Avant de recevoir l’appel de Marc Bergevin, Dumont traversait de bons moments avec les Bulldogs. À ses cinq derniers matchs, le petit centre de 5 pi 10 po et 184 lb a récolté sept points, dont cinq buts.

D’un grand calme

À son premier entraînement avec le grand club, Dumont se retrouvait dans la chaise du 13e attaquant, ce qui n’est jamais un bon signe. Il alternait avec Manny Malhotra comme centre du quatrième trio aux côtés de Michaël Bournival et de Christian Thomas.

À sa sortie de la glace à quelques heures du départ pour New York, le Québécois était assez stoïque devant les journalistes.

« Avec le nombre de rappels, tu deviens un peu plus calme, a souligné l’ancien des Voltigeurs de Drummondville. Je pense que c’est la quatrième fois que je me fais rappeler. Je ne peux pas dire que je deviens habitué, mais je sais à quoi m’attendre. J’ai plus d’expérience. Je sais aussi ce que le Canadien recherche de moi. Si j’ai la chance d’embarquer dans la formation, je voudrai faire mon travail. »

À 24 ans, Dumont doit aussi commencer à regarder l’horloge. Le temps presse de plus en plus pour lui. Une affirmation qu’il ne partage pas entièrement.

« Oui et non, réplique-t-il. Chaque fois que tu te fais rappeler, tu veux que ce soit la dernière fois. Ton but restera toujours de rester avec le grand club. Plus le temps passe, plus tu veux rester. Mais, il y a des gars de nos jours qui atteignent la LNH à 25, 26 ou 27 ans. Ce n’est pas trop stressant. »
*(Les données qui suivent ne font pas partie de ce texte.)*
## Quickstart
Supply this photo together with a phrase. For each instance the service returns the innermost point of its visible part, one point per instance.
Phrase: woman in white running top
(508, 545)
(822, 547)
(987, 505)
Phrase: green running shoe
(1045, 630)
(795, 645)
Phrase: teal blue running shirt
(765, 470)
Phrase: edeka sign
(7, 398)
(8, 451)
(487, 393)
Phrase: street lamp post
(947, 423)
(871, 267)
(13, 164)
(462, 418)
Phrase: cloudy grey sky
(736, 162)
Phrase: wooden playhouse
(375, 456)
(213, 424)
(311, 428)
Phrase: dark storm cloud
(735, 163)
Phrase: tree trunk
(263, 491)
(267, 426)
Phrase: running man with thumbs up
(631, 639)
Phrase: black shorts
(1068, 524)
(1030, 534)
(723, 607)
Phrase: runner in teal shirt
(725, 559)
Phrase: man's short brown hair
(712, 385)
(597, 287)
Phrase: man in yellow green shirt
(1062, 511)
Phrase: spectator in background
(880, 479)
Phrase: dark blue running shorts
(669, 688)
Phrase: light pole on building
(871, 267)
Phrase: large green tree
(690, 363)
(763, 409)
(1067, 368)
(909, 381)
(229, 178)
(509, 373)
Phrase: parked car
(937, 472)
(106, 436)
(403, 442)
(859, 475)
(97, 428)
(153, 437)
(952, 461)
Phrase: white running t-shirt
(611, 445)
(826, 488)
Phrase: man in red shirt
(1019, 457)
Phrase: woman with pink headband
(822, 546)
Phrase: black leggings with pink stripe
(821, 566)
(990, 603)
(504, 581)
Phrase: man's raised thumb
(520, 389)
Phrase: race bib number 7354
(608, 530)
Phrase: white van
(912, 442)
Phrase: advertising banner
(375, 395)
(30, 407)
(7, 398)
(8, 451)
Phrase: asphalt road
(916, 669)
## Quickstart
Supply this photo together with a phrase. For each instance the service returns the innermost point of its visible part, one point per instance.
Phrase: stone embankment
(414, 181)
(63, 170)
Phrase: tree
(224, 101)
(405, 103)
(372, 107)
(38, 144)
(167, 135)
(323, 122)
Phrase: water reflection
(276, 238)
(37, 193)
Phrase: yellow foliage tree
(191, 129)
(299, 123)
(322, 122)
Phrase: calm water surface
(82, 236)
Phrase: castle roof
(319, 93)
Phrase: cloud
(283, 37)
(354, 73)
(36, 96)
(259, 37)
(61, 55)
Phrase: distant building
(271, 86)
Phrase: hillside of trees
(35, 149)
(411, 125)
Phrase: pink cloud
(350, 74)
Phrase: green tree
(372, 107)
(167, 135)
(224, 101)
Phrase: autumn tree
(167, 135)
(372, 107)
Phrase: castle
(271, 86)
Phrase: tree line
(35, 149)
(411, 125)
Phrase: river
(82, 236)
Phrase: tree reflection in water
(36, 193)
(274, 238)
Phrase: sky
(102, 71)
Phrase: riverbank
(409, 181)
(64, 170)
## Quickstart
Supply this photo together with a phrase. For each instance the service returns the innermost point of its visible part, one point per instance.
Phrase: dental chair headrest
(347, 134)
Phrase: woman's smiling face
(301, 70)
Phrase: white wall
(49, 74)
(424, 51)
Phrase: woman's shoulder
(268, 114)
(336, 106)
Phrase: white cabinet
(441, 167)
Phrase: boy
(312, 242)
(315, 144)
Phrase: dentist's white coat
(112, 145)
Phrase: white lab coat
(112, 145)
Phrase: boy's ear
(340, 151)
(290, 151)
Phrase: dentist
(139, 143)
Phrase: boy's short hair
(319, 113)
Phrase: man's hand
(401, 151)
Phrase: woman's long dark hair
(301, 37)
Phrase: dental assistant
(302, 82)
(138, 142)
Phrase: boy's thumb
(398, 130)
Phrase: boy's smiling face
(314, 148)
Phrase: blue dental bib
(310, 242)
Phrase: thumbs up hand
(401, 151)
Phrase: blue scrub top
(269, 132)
« Je n’ai pas oublié mon rêve, je veux jouer dans la LNH, a-t-il poursuivi. J’ai fait du progrès cette saison et je me sens bien. Mentalement, je suis persuadé que je peux jouer dans la LNH, mais je dois maintenant le mettre en pratique. »

Chasser l’étiquette

Maintenant capitaine à Hamilton, Dumont refuse de croire qu’il est condamné à jouer uniquement dans cette ligue. À ses yeux, le « C » de capitaine sur son chandail n’a rien d’un cadeau empoisonné. Il connaissait visiblement bien la réponse à offrir pour atténuer cette prétention.

« Quand tu regardes au sein de l’organisation, de jeunes joueurs ont déjà porté des lettres, a-t-il dit. À sa première saison à Hamilton, Jarred Tinordi portait un « A ». Ça ne signifiait pas qu’ils voulaient le laisser dans les mineurs toute sa carrière. Un gars comme Kyle Chipchura a été capitaine des Bulldogs à sa deuxième saison à Hamilton. Encore une fois, ils ne souhaitaient pas le laisser uniquement dans la Ligue américaine.

« Pour les Marlies de Toronto, le capitaine est Trevor Smith. Même s’il a un « C », il fait souvent la navette entre les Maple Leafs et les Marlies. »


  • Dumont se retrouve au troisième rang des marqueurs chez les Bulldogs avec 27 points (12 buts, 15 aides) en 40 matchs. Charles Hudon est toujours au sommet avec 36 points.